Boosting software speed by up to 20 percent



For some programs, the arrival of multi-core processing power has made little difference to how they operate. Some applications, such as word processors and web browsers, are unable to split process operation over a number of cores and instead pile everything onto just one. Researchers from North Carolina's State University have come up with a way to break up such programs into different threads, resulting in a 20 percent increase in run speed.
Computer chips are having more and more processing cores squeezed onto them these days which should result in significant performance improvements. Applications where some operations can only continue after the outcome of different elements within the program is known, such as word processors and web browsers, are renowned for their stubborn refusal to break this flow chart-like cycle so that such operations can be spread across multiple cores for parallel processing.
A research team from North Carolina State University has developed a method for separating the memory management aspect of program operation and running it as another thread. Instead of a program entering a repeating cycle of performing a computation and then preparing for the addition or release of storage space to accommodate the result of the operation on a single central processing unit, Dr Yan Solihin and the team have managed to take the memory management step and have it operate on its own thread.

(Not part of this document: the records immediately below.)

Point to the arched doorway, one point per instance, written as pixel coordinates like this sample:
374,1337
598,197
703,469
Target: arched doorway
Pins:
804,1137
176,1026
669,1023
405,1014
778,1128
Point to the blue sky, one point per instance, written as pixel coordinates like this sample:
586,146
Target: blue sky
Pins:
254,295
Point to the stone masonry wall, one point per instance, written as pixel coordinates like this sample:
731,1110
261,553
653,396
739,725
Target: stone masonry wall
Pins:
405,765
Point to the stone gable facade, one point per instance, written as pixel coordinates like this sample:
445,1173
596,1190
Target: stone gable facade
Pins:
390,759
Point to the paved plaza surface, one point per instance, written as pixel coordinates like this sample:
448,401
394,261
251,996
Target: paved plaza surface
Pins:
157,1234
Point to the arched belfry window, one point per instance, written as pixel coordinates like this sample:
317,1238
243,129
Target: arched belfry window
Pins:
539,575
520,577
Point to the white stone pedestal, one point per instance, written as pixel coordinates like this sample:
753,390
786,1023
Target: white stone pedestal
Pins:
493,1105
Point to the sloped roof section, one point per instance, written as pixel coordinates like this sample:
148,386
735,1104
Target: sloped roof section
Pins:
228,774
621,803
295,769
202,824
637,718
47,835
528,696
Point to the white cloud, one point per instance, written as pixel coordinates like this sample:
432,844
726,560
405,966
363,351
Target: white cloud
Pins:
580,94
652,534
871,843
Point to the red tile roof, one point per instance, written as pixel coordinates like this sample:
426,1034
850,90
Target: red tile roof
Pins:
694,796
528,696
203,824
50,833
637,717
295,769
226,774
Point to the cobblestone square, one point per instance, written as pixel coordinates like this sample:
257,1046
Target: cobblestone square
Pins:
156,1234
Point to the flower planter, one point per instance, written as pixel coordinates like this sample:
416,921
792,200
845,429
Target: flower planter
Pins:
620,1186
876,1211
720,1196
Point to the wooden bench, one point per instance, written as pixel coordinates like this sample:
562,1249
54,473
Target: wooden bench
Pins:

With this approach, according to lead author of the research paper Devesh Tiwari: "the computational thread notifies the memory-management thread - effectively telling it to allocate data storage and to notify the computational thread of where the storage space is located. By the same token, when the computational thread no longer needs certain data, it informs the memory-management thread that the relevant storage space can be freed". The upshot being that both processes can operate in parallel over different cores and in doing so allow the program to function with up to 20 percent more efficiency.
The technique also opens up development opportunities for simultaneous application integrity or security checks which would otherwise adversely impact on program, and possibly system, performance. The paper, "MMT: Exploiting Fine-Grained Parallelism in Dynamic Memory Management", is to be presented at the IEEE International Parallel and Distributed Processing Symposium in Atlanta on April 21.